A service may not import another service's code directly — it calls it over HTTP using an endpoint it gets from environment configuration. Static import analysis misses this. OpenAPI contract scanning catches it if both services maintain spec files. Service mesh telemetry catches it regardless. Reviewers rarely catch it at all unless they know both codebases well.
Across the 90-day period, the automated-scoring teams had a missed high-risk merge rate of 6% for PRs with blast radius 5 or higher. The difference in outcome metric was a 73% reduction in P0 incidents attributed to dependency-blind merges.
"Manual review is good at catching what you know to look for. Automated graph scoring is good at catching what you did not know existed."
P0 incident delta over 90 days
The outcome we care about most: production incidents caused by a merge that should have received more scrutiny.
Manual review cohort: 11 P0 incidents over 90 days where postmortem root cause identified a missed or undocumented dependency as the contributing factor.
Automated scoring cohort: 3 P0 incidents with the same root cause classification over the same period.
Three caveats worth noting: the teams were not perfectly matched in org size or service count; the automated scoring teams were already somewhat more process-mature (which may have contributed); and 90 days is a short window. We plan to publish a longer follow-up analysis when the 12-month data is available. But the directional signal is clear enough that we felt it was worth sharing now.
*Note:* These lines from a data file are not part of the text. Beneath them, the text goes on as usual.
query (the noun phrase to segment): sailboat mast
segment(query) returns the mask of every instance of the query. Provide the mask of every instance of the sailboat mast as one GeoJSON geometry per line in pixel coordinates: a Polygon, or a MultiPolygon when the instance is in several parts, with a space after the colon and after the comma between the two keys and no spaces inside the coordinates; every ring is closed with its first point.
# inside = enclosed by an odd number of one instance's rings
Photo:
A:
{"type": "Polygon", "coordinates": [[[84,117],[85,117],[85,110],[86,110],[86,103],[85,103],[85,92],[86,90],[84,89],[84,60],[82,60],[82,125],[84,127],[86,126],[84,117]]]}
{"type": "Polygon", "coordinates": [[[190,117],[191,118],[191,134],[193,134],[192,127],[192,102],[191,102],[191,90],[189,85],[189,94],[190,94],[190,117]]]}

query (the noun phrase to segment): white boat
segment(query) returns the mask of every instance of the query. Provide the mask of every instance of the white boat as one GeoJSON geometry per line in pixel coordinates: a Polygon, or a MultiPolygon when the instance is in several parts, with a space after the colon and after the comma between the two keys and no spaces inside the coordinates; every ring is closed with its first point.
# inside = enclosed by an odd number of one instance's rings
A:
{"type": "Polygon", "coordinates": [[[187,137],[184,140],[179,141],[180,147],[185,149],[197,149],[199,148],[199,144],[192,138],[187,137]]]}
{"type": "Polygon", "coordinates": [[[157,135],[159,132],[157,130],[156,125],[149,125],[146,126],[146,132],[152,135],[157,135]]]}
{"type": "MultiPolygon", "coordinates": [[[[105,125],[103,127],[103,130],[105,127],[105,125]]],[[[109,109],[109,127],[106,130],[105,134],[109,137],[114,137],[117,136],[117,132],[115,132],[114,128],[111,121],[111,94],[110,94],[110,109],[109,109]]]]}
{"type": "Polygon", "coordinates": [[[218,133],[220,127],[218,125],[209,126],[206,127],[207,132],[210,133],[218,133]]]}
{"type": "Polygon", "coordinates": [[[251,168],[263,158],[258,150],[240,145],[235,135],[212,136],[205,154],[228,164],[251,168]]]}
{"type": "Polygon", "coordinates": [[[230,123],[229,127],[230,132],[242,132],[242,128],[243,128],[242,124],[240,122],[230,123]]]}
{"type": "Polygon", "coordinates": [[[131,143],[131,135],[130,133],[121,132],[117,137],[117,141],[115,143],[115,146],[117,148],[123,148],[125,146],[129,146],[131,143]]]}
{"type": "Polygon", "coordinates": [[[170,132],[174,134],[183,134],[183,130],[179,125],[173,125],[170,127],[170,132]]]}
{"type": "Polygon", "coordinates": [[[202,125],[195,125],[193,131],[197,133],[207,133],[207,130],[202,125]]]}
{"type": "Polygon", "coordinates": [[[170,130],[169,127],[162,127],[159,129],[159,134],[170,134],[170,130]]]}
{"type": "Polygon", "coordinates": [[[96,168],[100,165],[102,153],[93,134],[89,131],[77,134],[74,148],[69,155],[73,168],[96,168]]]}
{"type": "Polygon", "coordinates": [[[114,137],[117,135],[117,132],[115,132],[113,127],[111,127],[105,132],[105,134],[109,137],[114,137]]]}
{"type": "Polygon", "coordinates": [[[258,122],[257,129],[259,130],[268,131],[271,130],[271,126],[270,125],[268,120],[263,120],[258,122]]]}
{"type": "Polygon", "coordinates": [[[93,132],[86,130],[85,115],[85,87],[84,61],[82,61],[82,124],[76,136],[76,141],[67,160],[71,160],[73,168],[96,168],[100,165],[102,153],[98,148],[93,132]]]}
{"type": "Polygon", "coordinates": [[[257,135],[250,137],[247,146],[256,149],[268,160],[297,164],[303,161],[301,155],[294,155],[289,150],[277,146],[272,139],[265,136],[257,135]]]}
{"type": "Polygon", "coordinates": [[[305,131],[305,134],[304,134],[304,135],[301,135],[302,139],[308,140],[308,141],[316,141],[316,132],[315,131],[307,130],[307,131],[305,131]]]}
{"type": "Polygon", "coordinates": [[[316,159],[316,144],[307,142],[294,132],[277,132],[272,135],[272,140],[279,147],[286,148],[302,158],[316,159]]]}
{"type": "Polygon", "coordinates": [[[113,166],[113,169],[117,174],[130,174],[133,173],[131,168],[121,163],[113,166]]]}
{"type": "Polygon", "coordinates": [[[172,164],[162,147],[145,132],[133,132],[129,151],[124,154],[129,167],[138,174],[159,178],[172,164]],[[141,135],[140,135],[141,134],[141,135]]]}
The most consistent observation from the engineers on the automated scoring teams: the risk score did not replace judgment, it concentrated it. Reviewers spent less time manually tracing blast radius on every PR and more time actually reviewing the code quality of the high-risk ones. That reallocation of attention is probably most of the improvement.
The hidden cost in manual review time
Incident delta is the headline metric, but there's a second cost in manual dependency review that's worth quantifying: time spent per PR doing the manual blast radius investigation.
In our cohort, engineers on manual review teams spent an average of 6–8 minutes per PR actively thinking about downstream impact — checking the service catalog, asking colleagues, reviewing code comments. Across a team handling 40 PRs per week, that's 240–320 minutes per week, or 4–5 engineering hours, spent on manual graph traversal that automated analysis handles in under 90 seconds.
That 4–5 hours doesn't disappear from automated teams — it gets reallocated. Reviewers on automated scoring teams reported spending more time on the actual diff quality for high-risk PRs, specifically because they weren't burning cognitive load on the blast radius question. The score answered that question; they could focus on whether the change was correct.
What manual review still does better
We'd be giving an incomplete picture if we only reported where automated scoring outperforms manual review. Manual review has genuine advantages that no graph analysis replaces.
Experienced engineers catch semantic issues — code that is syntactically correct and structurally sound but wrong in its business logic — that no graph analysis can detect. A senior engineer who knows the domain can flag that a PR changes the behavior of a payment retry flow in a way that will cause double charges under specific conditions. That's not a blast radius problem; it's a correctness problem. Graph analysis doesn't help there.
Manual review also catches architecture drift — situations where a PR is technically safe but represents an architectural decision that shouldn't be made at the PR level. An engineer who sees a service adding a new direct HTTP dependency on a third service might flag that this call should go through the API gateway rather than direct. No graph analysis would score this as HIGH risk, but an experienced reviewer would catch it as a design issue.
We're not saying automated scoring replaces code review. We're saying it removes one expensive, error-prone manual step from code review — the blast radius assessment — so reviewers can spend their attention on the things that genuinely require human judgment.